O método da Logout Livenow também é corroborado pelas palavras de Catellani, segundo a qual “a verdadeira solução seria não apenas se desconectar, mas também entender como mudar profundamente e quais as modalidades para utilizar a rede para convivermos entre nós de modo positiva”.
Empresas e até famílias estão pedindo para “desconectar”
Quem sofre com essas problemáticas, explica a professora, são sobretudo os jovens, que sofreram muito com os fechamentos causados pela pandemia. “A presença na rede aumentou muito. Para os jovens, a tela se tornou um meio para ter relações e ao mesmo tempo uma armadura para se defender desse novo mundo que eles estão começando a conhecer.”
Isso também é confirmado por Puggioni, que viu no último período uma mudança na tipologia de clientes que chegam à sua estrutura. “Além das empresas, que estão ali desde o início, temos agora casais ou famílias inteiras que pedem para vir aqui para ‘desligar’. Eles realmente sentem a necessidade disso.”

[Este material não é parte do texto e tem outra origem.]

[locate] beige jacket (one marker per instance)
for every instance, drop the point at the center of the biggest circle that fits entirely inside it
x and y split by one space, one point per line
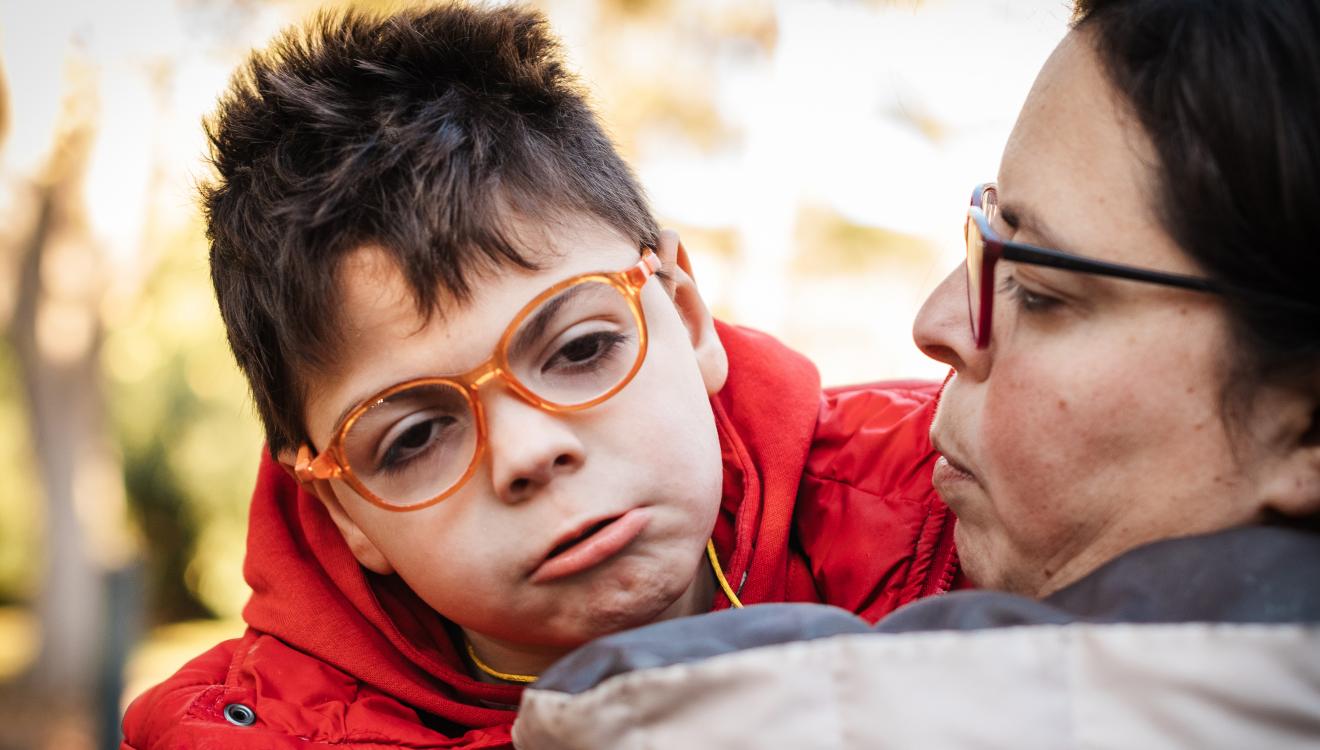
1207 642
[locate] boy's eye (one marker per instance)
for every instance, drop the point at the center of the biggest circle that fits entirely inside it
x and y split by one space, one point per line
584 350
413 440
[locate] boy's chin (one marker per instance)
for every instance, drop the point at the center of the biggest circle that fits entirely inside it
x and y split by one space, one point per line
603 612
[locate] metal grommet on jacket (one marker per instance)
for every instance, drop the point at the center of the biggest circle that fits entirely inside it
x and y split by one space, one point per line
239 715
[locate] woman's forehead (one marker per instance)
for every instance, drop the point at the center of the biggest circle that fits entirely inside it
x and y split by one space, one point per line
1080 170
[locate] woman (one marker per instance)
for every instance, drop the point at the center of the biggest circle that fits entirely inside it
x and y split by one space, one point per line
1130 440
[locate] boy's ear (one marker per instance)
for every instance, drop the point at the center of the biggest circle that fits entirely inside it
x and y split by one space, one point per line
366 551
712 358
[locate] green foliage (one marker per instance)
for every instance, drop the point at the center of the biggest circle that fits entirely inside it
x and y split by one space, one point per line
189 439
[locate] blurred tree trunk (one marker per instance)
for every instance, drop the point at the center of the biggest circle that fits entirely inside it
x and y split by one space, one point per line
56 334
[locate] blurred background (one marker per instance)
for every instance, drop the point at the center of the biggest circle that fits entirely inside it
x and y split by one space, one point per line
816 157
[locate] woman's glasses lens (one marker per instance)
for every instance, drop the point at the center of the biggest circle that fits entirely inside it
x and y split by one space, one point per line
976 259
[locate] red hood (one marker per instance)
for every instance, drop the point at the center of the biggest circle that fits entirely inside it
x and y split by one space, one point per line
309 590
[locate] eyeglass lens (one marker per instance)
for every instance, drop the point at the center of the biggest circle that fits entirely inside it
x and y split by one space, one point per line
976 260
572 349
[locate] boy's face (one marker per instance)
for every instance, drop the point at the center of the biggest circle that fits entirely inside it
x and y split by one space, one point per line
646 461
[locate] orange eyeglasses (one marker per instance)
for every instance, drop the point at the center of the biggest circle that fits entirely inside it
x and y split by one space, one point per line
413 444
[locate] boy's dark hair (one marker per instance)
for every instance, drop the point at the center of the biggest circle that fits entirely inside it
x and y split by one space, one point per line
1226 90
427 132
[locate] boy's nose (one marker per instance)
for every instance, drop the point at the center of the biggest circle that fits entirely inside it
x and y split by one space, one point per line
943 329
527 448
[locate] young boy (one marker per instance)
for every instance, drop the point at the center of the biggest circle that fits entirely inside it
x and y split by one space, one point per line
500 419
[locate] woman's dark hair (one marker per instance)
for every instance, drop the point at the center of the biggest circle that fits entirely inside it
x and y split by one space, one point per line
427 132
1229 93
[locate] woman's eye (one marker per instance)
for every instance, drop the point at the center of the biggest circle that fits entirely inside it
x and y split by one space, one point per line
1028 300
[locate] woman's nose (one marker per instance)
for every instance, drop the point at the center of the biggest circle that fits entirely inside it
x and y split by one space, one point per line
943 330
527 448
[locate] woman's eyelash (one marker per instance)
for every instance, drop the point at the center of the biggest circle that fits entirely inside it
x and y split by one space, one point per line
1028 300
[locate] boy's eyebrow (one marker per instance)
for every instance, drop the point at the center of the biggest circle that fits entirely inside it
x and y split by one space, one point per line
532 329
527 333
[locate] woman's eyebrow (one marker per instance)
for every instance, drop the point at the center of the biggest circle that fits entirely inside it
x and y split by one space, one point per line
1022 218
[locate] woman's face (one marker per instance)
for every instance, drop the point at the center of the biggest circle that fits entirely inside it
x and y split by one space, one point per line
1093 421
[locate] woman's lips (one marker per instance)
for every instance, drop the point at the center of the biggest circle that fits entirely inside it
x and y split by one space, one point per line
605 543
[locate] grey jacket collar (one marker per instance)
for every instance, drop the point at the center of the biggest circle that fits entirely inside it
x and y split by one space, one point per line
1259 575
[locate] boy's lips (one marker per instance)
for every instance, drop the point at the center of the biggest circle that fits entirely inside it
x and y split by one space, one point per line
590 544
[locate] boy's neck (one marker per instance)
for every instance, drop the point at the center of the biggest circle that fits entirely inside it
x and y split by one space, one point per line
524 659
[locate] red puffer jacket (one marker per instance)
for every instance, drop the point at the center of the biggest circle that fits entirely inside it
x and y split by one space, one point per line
826 499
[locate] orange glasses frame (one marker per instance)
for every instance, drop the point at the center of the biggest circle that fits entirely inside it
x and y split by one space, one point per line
333 464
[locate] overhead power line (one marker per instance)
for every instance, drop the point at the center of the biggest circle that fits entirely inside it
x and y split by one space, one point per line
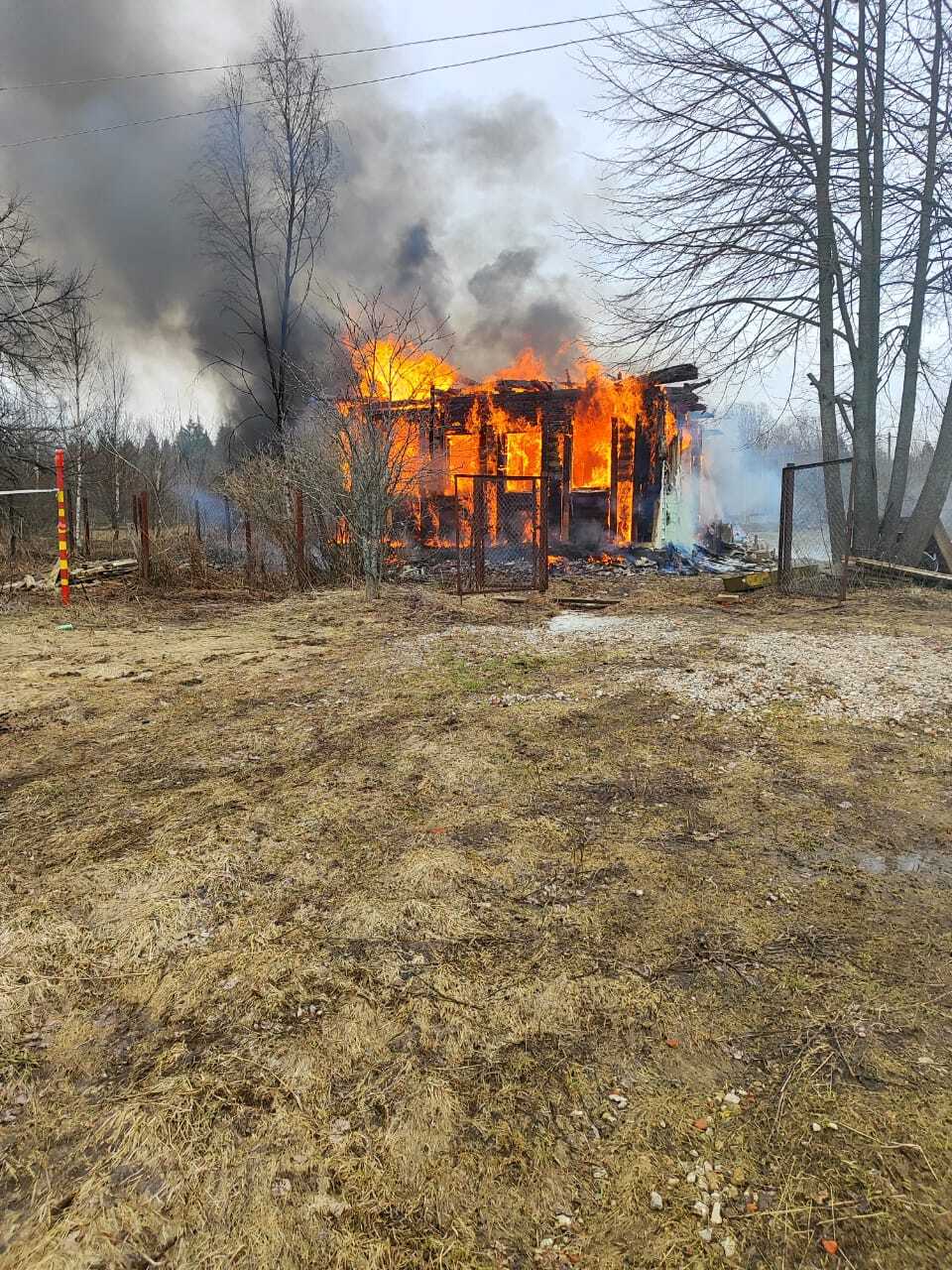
333 87
339 53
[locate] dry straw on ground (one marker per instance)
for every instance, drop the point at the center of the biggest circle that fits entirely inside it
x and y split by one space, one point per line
313 952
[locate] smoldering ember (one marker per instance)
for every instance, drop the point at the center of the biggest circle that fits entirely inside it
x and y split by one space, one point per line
475 636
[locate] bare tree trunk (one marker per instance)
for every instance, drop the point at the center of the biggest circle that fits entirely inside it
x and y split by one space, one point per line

A viagem torna-se assim uma terapia de choque para essas problemáticas, “mas não é suficiente”, sublinha Catellani, segundo quem seriam necessários um ou mais meses para transformar a mudança em um hábito consolidado. É preciso um plano, um programa a ser seguido gradualmente. “Temos que assumir pequenos objetivos, regras para nos dar entender que conseguimos conseguir”, concluiu.
Julho é o mês de maior movimento
Enquanto isso, as reservas para os detoxes digitais continuam chegando à Logout Livenow, na qual o momento de demanda máxima é precisamente o mês de julho, mas as estadias sem celular podem ser feitas todo o ano, sempre na Sardenha (mesmo que Puggioni revele já ter entrado em contacto com algumas realidades em outras regiões).
E, se o objetivo é sempre ter uma melhor relação com a tecnologia, isso não significa que os envolvidos com o detox digital sejam contra a inovação. “Eu uso o celular e estou nas redes sociais, como todos os jovens da minha idade”, especifica finalmente Puggioni. “Não somos contra a tecnologia, mas a favor do seu uso consciente.”